- Born: 4 March 1841 Sydney, New South Wales, Australia
- Died: 17 November 1903 (aged 62) Shanghai, China
- Occupation: Architect
- Practice: Hughes, Smedley & Thornley
- Buildings: Sydney Trades Hall Waterloo Town Hall Stanmore Wesleyan Church The Coogee Aquarium and Swimming Baths

= John Smedley (architect) =

John Smedley (4 March 1841 – 17 November 1903) was an Australian–born architect and painter who worked extensively in China and Japan as well as designing many prominent buildings in New South Wales. He is often referred to as Australia's first native-born architect.

==Biography==
Smedley was born in Sydney, New South Wales, to Margaret (née Brown) and Samuel Smedley on 4 March 1841. He was articled to the established architect George Allen Mansfield before travelling to Hong Kong in 1866 and joining a firm of architects there. In July 1868 he travelled to Japan, marking the beginning of a long connection with the Orient. Over many years he worked as an architect in Australia, Japan and China. In December 1876 he married Annie Maria Casement in Sydney. When in Sydney Smedley and his seven children lived in Manly. The home Uyeno was designed by him and was a large villa near the southern end of Addison Road on the point that now bears the Smedley name. Smedley designed the Town Halls at Waterloo and Liverpool and numerous commercial buildings in Sydney and in rural New South Wales.

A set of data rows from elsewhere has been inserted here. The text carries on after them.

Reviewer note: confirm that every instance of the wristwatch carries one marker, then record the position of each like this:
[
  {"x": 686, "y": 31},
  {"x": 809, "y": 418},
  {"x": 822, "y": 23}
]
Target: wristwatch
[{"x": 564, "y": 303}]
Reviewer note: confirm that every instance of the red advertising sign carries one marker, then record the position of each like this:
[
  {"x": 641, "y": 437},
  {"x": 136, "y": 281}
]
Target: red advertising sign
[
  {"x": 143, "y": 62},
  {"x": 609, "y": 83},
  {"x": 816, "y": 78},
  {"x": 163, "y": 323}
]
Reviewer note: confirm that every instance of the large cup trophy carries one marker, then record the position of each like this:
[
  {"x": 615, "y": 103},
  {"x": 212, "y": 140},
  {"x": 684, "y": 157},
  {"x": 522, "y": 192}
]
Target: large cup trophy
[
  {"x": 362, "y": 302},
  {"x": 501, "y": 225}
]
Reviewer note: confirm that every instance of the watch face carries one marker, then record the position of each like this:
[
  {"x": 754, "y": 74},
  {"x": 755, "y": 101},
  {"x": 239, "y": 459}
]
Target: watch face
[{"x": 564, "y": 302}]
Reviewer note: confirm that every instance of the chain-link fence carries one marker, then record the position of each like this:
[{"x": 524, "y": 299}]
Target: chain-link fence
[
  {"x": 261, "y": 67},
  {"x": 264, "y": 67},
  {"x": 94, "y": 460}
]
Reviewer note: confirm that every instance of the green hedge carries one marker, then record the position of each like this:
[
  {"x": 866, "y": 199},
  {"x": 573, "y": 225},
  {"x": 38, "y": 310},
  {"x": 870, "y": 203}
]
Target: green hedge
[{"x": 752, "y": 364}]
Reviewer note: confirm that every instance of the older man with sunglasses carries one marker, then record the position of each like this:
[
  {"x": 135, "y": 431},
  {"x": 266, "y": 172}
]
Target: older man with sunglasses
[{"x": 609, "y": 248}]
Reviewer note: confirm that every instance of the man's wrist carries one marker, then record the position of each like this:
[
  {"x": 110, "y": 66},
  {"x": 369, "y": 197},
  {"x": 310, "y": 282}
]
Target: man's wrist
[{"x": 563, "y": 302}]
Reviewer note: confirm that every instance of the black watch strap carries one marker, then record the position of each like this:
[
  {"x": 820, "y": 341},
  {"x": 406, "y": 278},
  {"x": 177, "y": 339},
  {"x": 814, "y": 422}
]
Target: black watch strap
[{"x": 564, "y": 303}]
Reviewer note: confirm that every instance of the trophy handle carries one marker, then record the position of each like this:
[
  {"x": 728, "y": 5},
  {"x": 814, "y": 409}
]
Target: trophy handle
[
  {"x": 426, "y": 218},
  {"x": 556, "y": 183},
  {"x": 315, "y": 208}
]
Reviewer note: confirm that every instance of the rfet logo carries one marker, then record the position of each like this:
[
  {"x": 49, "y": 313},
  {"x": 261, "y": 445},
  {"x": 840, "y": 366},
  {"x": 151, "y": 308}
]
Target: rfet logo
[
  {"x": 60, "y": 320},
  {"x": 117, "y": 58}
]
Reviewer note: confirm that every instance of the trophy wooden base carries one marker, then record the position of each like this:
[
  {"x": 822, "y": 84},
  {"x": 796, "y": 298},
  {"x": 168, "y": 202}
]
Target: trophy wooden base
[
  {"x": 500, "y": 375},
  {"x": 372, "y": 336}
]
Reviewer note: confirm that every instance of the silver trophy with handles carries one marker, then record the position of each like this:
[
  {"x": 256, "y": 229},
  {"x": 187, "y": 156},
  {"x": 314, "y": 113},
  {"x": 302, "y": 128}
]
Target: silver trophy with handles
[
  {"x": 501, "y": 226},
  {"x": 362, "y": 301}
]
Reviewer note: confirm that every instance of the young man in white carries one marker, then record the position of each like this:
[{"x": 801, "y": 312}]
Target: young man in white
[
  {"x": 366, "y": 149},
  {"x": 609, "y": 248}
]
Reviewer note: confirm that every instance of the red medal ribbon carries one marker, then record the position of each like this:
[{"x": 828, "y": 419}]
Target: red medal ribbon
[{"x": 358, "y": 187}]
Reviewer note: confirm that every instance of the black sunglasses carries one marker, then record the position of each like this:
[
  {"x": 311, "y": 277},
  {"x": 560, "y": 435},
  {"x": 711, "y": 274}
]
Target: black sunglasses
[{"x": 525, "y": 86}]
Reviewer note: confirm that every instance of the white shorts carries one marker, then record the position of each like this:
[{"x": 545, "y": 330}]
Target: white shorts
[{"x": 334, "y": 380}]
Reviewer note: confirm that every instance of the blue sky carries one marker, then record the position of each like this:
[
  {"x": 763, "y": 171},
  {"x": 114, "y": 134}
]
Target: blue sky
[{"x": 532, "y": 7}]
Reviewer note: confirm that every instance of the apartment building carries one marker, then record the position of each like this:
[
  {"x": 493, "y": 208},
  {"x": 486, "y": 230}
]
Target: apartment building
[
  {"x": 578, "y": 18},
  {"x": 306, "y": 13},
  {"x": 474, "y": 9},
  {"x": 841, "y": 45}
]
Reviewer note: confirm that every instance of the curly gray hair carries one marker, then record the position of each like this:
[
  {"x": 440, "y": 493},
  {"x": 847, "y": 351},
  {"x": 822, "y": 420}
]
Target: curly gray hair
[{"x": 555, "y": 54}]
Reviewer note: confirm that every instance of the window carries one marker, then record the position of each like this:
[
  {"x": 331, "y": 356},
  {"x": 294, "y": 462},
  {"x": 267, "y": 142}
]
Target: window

He won the design competition for the Sydney Trades Hall on the corner of Goulburn and Dixon streets. The foundation stone of the building was laid in early 1888 but the building was not finally completed until 1916, although the work remained mostly true to his design. As a communicant member of the Methodist Church of Australasia Smedley designed the Wesleyan Church in Stanmore in 1883. It became the Chapel of Newington College but was demolished in the 1970s. In 1897 Smedley set up business in Shanghai and designed an International Institute in Peking and was elected a member of the China Association. His last work in China was the design of the Nippon Yusen Kaisha buildings in Shanghai. Smedley died in Shanghai in November 1903 at the age of 62.